THE WRITING LIFE — Lueders fights injustice with words
Note: The Writing Life is a column that focuses on how writing can impact one's life. It features Wisconsin residents.
By Meagan Parrish
Reporters are often the “watchdogs” who unravel complex issues and give justice a voice when others can’t. Sometimes, it seems, no one is listening. But when people do pay attention to the journalist’s message, a well-crafted story can lead to change.
Giving the tones of injustice a chance to be heard is something Bill Lueders has made a career out. As the news editor of Madison’s leading weekly newspaper, Isthmus, Lueders has spent almost 20 years shedding light on the differing viewpoints of this city’s issues with his clear and easy style of writing.
And as the author of Cry Rape, Lueders applied his reporting and editing skills to a book chronicling the saga of a rape victim and her struggles with Madison’s legal system. After its release, Lueders has also found himself in a new role as a spokesperson for a kind of mistreatment many women have endured.
“The political action has been very gratifying,” Lueders said of the response to the release of his most recent book.
Published in 2006, Cry Rape tells the tale of woman accused of fabricating her account of being raped. She then spent years battling the police, prosecutors and lawyers representing the city of Madison. After its publication, Madison’s police chief issued a formal apology to the woman and a city council resolution was introduced to compensate the woman in Lueders’s book with $35,000.
After tracking the story as a reporter for the Isthmus for several years, Lueders said he wrote the book because he felt it was as story he “had to tell.” Despite taking the time to finish writing Cry Rape from his office at home, Lueders hasn’t missed a beat at his day job.
Every Thursday and Friday, Lueders spends much of the day weaving the stories of the week into tightly sewn pieces of journalism. Even with an office perched on a busy corner in downtown Madison, Lueders has no trouble crawling into his own bubble to write.
“I could be writing sometimes and the office could burn down and I’d be the last to know,” Lueders joked. “I think I’d just go up with the office.”
Like other writers, journalists have all the tools of language at their disposal-metaphor, simile or alliteration. But to a reporter, words usually look best when dressed in simple coherency and truth. Of course, explaining a complicated issue in simple terms isn’t always so simple.

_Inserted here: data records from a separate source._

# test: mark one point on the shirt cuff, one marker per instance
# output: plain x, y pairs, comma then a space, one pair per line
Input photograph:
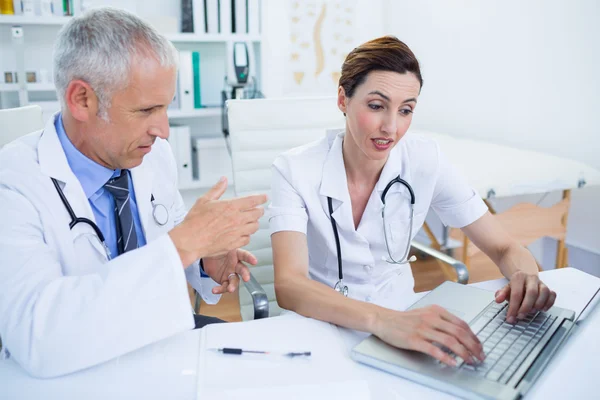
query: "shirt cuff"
202, 273
203, 286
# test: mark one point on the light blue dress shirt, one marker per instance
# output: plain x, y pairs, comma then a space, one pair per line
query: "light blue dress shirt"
92, 177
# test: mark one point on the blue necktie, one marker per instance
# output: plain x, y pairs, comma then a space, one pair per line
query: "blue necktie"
126, 235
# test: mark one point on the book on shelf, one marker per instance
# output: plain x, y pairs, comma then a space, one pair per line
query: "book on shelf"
212, 16
240, 14
225, 16
190, 81
187, 16
254, 13
181, 145
7, 7
199, 16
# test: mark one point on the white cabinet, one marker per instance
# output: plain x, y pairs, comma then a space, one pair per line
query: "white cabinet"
36, 52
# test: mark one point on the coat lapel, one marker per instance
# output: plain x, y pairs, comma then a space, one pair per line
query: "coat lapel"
53, 163
334, 183
142, 184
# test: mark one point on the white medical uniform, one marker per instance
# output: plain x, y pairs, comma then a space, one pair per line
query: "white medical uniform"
63, 305
304, 177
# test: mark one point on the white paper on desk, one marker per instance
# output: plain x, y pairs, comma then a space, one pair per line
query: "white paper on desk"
348, 390
328, 363
574, 288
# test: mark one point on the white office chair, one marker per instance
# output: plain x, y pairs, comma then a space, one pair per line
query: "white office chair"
16, 122
260, 130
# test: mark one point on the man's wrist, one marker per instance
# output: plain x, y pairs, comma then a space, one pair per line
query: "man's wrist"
203, 273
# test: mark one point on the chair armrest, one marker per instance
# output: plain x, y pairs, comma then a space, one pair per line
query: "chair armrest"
461, 269
259, 298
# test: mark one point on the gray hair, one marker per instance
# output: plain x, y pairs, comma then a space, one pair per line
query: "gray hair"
98, 48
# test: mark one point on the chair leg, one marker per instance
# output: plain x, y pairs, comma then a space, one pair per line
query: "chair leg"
561, 251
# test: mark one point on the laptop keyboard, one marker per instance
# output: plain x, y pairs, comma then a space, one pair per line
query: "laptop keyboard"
506, 346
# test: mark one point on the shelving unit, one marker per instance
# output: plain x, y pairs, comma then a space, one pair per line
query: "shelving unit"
30, 87
199, 113
34, 20
38, 33
208, 38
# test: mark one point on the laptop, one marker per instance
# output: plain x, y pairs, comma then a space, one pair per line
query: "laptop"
515, 354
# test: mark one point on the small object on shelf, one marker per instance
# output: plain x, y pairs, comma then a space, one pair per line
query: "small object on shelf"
179, 138
44, 77
46, 8
187, 16
10, 77
28, 8
6, 7
17, 7
199, 20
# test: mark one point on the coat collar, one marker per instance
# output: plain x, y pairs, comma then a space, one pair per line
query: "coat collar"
51, 155
334, 183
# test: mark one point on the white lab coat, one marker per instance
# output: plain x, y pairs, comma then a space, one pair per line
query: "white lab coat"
304, 177
63, 305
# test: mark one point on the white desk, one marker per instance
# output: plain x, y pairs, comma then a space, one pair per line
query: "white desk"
168, 369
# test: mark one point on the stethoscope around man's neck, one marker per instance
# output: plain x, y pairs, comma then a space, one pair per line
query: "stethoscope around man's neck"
340, 286
159, 213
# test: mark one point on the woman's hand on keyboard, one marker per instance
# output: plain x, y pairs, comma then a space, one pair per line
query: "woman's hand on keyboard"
428, 330
525, 293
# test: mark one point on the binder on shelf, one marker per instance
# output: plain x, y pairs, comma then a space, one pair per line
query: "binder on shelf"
57, 8
180, 140
175, 103
225, 16
254, 9
196, 72
17, 7
7, 7
68, 8
187, 16
186, 81
29, 8
212, 16
240, 16
199, 17
46, 8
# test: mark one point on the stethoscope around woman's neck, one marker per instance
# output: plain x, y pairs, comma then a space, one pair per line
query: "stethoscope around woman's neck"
340, 286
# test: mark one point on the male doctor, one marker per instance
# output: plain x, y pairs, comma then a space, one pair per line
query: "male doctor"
68, 299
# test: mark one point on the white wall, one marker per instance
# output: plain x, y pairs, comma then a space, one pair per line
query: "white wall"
276, 39
521, 73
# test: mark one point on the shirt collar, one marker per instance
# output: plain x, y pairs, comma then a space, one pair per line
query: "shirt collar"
90, 174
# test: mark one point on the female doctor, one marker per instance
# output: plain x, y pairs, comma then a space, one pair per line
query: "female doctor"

“I still feel a sense of angst when confronting a blank page,” Lueders explained. “Before I type my first words I’ll have a certain sense of anxiety about not having anything there. But I know that by starting I can relieve the pressure.”
After many years, Lueders has learned a few tricks about how to get a story written when it doesn’t want to come out.
“If it’s like 5:30 p.m. and I know I need to leave, I’ll start by writing the first half of a quote. Then I’ll leave and come back the next day and finish the quote and then I’m writing again. You motivate by doing,” he said.
When advising the interns who come to work at Isthmus, he often explains to them how news writing can be like getting lost in one of those corn mazes found all over rural Wisconsin in the fall.
“You have to rise above the corn maze and see the whole thing. Part of writing is not forcing readers to find their way through a piece. No one’s going to put up with that,” Lueders reasoned.
Although Lueders didn’t plan on becoming a reporter, he has always been a writer. Among his earliest achievements was a 47-page report on Arthur Bremer that Lueders wrote as a 7th grader in Milwaukee. Not surprisingly, Lueder’s teacher recommended that he pursue a career in journalism.
In college, Lueders went for a degree in English instead but then co-founded the weekly Shepherd Express, an alternative newspaper in Milwaukee that’s still going strong after 25 years.
Lueders re-located to Madison in 1986 to become news editor at Isthmus and has since become a master at chiseling down his stories until they are tidy and precise, a characteristic of news writing that has carried over into his work as an author.
At the worst of times, telling these stories, Lueders has found, can be “emotionally difficult.” But at the best of times, he can at least “help people understand how the system they live in works.”
And even better, his writing can promote change.
“When people call [at Isthmus] with issues, I take it really seriously,” Lueders explained. “I feel like that’s what I’m here for.”